Big cases and little cases alike are subject to the unique legal malpractice “strategic choice” doctrine as well as a speculation analysis.  Bison Capital Corporation v. Hunton & Williams, Supreme Court, New York County, Scarpulla, J. is today’s example.  “Bison and its president, Edwin E. Wells, Jr. (“Wells”) entered into a contract with nonparty ATP Oil and Gas Corporation (“ATP”) wherein Bison agreed to help secure a financing source for that company, which was facing imminent bankruptcy (“Contract”).”  Eventually, although ATP succeeded, it failed to pay Bison.  Bison retained Hunton & Williams to represent it against ATP.  After much litigation, during the appellate process communication and agreement broke down.  ATP filed for bankruptcy.

“The Legal Malpractice Cause of Action An action for legal malpractice requires proof: (1) of the negligence of the attorney; (2) that the negligence was a proximate cause of the loss sustained, and (3) of actual damages. See Excelsior Capitol LLC v. K&L Gates LLP, 138 A.D.3d 492, 492 (1st Dept. 2016) (internal quotation marks and citation omitted) lv denied 28 N.Y.3d 906 (2016). The complaint must sufficiently allege that the attorney did not exercise the “ordinary reasonable skill and knowledge commonly possessed by a member of the legal profession.” Rudolf v. Shayne, Dachs, Stanisci, Corker & Sauer, 8 N.Y.3d 438, 442 (2007). “But for” the attorney’s actions, the plaintiff would have prevailed or not suffered ascertainable damages. Id.
Allegations in support of a legal malpractice claim that are conclusory, speculative or contradicted by the documentary evidence will be dismissed, even if there was negligence. See Katz v. Essner, 136 A.D.3d 575, 576 (1st Dept. 2016). An attorney will not be found negligent for an error of judgment simply because it leads to an unsuccessful result. See Rosner v. Paley, 65 N.Y.2d 736 (1985).

Dissatisfaction with strategic choices does “not support a malpractice claim as a matter of law.” Bernstein v. Oppenheim & Co., 160 A.D.2d 428, 431 (1st Dept. 1990). Attorneys are not held to a
rule of infallibility and will not be found liable for honest mistakes of judgment “where
the proper course is open to reasonable doubt.” Id. at 430.

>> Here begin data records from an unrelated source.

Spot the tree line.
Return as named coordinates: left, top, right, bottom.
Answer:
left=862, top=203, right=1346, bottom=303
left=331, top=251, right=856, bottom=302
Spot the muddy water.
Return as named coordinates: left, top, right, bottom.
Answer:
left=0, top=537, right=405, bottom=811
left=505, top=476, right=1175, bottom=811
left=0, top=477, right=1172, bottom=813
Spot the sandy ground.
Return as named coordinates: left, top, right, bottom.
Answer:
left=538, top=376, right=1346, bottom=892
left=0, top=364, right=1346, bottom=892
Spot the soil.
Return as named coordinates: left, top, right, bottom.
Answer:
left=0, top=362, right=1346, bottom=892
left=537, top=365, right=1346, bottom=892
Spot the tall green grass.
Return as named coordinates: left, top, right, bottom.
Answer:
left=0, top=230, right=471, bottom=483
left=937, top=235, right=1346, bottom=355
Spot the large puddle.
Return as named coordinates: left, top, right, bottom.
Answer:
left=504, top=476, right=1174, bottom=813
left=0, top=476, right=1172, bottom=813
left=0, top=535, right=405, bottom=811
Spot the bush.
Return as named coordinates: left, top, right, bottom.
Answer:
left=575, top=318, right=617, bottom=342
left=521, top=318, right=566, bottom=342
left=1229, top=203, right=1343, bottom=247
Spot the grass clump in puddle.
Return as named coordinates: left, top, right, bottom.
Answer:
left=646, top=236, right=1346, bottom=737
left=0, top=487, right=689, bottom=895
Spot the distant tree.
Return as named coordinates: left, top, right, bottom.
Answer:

The burden is on the attorney to “offer a reasonable strategic explanation for the alleged negligence.” Ackerman v. Kesselman, 100 A.D.3d 577, 579 (2nd Dept. 2012)(internal quotation marks and citation omitted). It is only when there is no showing of reasonable decision-making that a “determination [of whether] a course of conduct constitutes malpractice require[ ] findings of fact.” Bernstein v. Oppenheim, 160 A.D.2d 428, 430 (1st Dept. 1990).

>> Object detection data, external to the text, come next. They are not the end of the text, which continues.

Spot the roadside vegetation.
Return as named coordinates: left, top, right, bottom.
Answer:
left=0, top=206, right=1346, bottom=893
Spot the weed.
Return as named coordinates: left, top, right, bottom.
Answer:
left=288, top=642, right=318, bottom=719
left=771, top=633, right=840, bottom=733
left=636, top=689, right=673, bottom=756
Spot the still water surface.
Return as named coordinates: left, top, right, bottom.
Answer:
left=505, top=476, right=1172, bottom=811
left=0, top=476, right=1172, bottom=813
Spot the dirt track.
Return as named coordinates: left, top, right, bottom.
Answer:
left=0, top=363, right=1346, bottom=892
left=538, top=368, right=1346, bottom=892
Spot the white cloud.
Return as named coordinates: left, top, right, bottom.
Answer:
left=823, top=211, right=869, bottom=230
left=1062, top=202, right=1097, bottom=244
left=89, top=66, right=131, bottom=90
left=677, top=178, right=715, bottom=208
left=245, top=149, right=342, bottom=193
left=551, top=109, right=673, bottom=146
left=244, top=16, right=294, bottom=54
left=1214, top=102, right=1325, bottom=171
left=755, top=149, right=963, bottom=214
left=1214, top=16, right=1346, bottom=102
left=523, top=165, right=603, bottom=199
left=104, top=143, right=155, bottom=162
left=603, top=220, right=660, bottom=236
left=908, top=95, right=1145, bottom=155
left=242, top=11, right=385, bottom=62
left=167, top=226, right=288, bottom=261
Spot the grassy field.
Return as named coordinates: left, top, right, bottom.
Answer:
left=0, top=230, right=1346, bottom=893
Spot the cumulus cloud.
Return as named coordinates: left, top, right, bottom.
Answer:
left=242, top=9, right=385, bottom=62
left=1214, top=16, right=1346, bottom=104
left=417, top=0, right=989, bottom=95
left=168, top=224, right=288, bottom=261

The overriding problem with Bison’s claims of malpractice based on defendant’s failure to produce an expert on junk bond “evergreen” fees is that, as stated by the district court and affirmed by the Second Circuit, Wells’ own October 15, 2004 letter to ATP articulated the terms of the parties’ agreement, which was that fees were owed for any transaction prior to the twelve-month period following termination of the agreement. Defendant decided in its professional judgment related to trial strategy that Wells, the drafter of the agreement and identified in paragraph three of the second amended complaint as a “financial advisor with a great deal of experience in oil and gas financing [who] had high-level contacts at financial institutions,” was able to testify sufficiently
about junk bond financing and terms of the parties’ agreement. Bison has not sufficiently alleged that despite this letter, had defendant performed differently, it would have achieved a better result. See Warshaw Burstein Cohen Schlesinger & Kuh, LLP v. Longmire, 106 A.D.3d 536, 537 (1st Dept. 2013) lv dismissed 21 N.Y.3d 1059 (2013). In any event, if there was error, it is shielded by the attorney judgment rule. See Ackerman v. Kesselman, 100 A.D.3d at 579.”